Esse exemplo não serve como norma, mas mostra mais uma vez que turfe não é matemática, e a graça da atividade está nisso, nas surpresas, no que é improvável, no que é inesperado.
Dentro do raciocínio do hipólogo que fez o tal trabalho, a norma preconizada está certa, e seguí–la é meio caminho para o sucesso. Está certo o hipólogo. É comum ver–se éguas já de certa idade, dando filhos ano a pós ano, sempre na esperança de surgir um novo produto bom. Pode até ser, mas é difícil. É claro que há casos em que uma reprodutora falha um ou dois anos consecutivos, há éguas que podem se recuperar, mas é difícil e improvável. As fêmeas filhas das éguas velhas devem ser poupadas e ir cedo para a reprodução, se tiverem bons "argumentos". A filosofia do tal hipólogo está correta, alicerçada em fatos, em um programa para diminuir riscos, incentivar boas vendas e permitir a permanente renovação dos plantéis.
Veio agora dos Estados Unidos, não sei se é uma velha novidade ou uma novidade velha. Foi publicado um trabalho, resultado de pesquisa com mais de 60 mil éguas, informando que os melhores produtos de cada égua são ou estão nos cinco primeiros, com destaque para o segundo. Essa publicação, importante por sinal, vem apenas confirmar a filosofia do hipólogo. No Brasil, que eu saiba, há três haras que habitualmente não cobrem anualmente todas as suas reprodutoras, dando margem a que se recuperem de gestações. Um haras pequeno em Friburgo, no Estado do Rio de Janeiro, tem 4 reprodutoras e anualmente alterna duas a duas, ao mesmo tempo permitindo recuperação das éguas e limitando o número de nascimentos em função da falta de espaço. Esse haras é o Vale do Stucky. Outro que também praticava sistema semelhante é o Nacional (Bagé, RS), que dispõe atualmente de mais de 60 éguas, mas que nas estações de monta de 2009 e 2010 cobriu todas as éguas, em função da vinda de um ótimo garanhão em sistema de "shuttle" de nome Good Reward. Também o Haras Doce Vale (Bagé/Aceguá, RS) tem por princípio não cobrir todas as éguas, e o ótimo resultado nas pistas pode pelo menos em parte ser creditado aos períodos de recuperação física das éguas.

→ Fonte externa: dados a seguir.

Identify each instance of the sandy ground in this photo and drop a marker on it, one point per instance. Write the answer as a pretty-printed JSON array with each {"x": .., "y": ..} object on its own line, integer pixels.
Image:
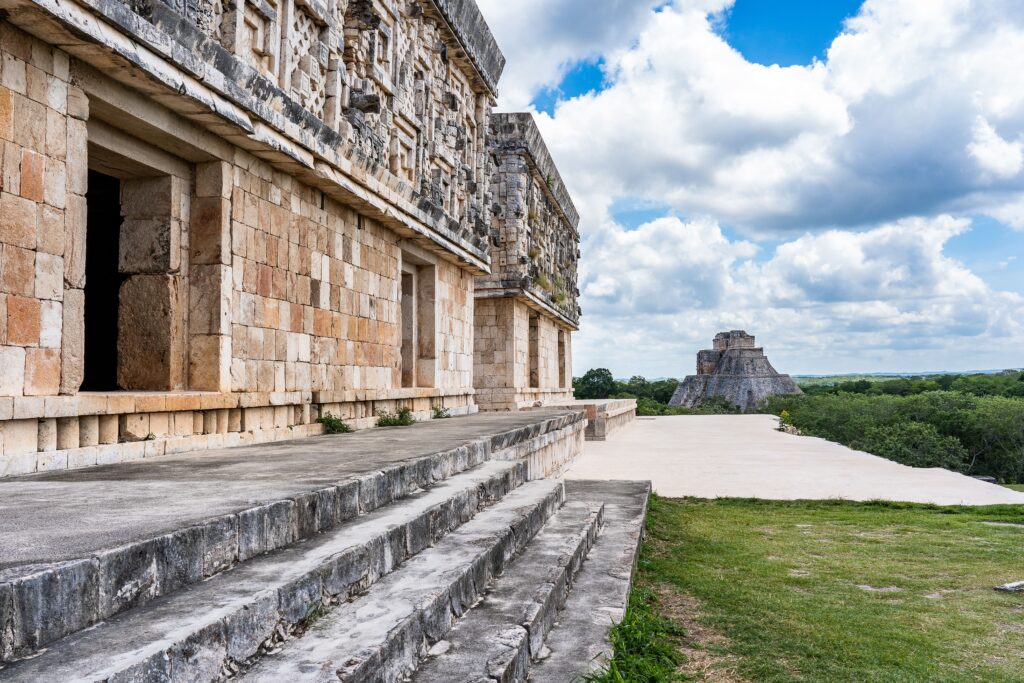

Alguém poderia alvitrar que ter menos produtos para vender, em função de éguas intencionalmente vazias, representaria prejuízo, mas por outro lado a qualidade dos produtos pode e/ou deve suplantar o menor número de potros.
José Paulino Nogueira entendia que o fato de uma égua ter ficado vazia ou abortado era indicação de que um produto melhor, mais vigoroso, estava por vir. O hipólogo que fez o trabalho para o grupo italiano também entendia da necessidade da não exaustão da reprodutora, que o que tinha que dar vinha até, digamos, o quinto produto. Depois disso, o natural envelhecimento e o cansaço começam a se fazer sentir.
A velha novidade, ou a novidade velha, e lógica, é coisa séria.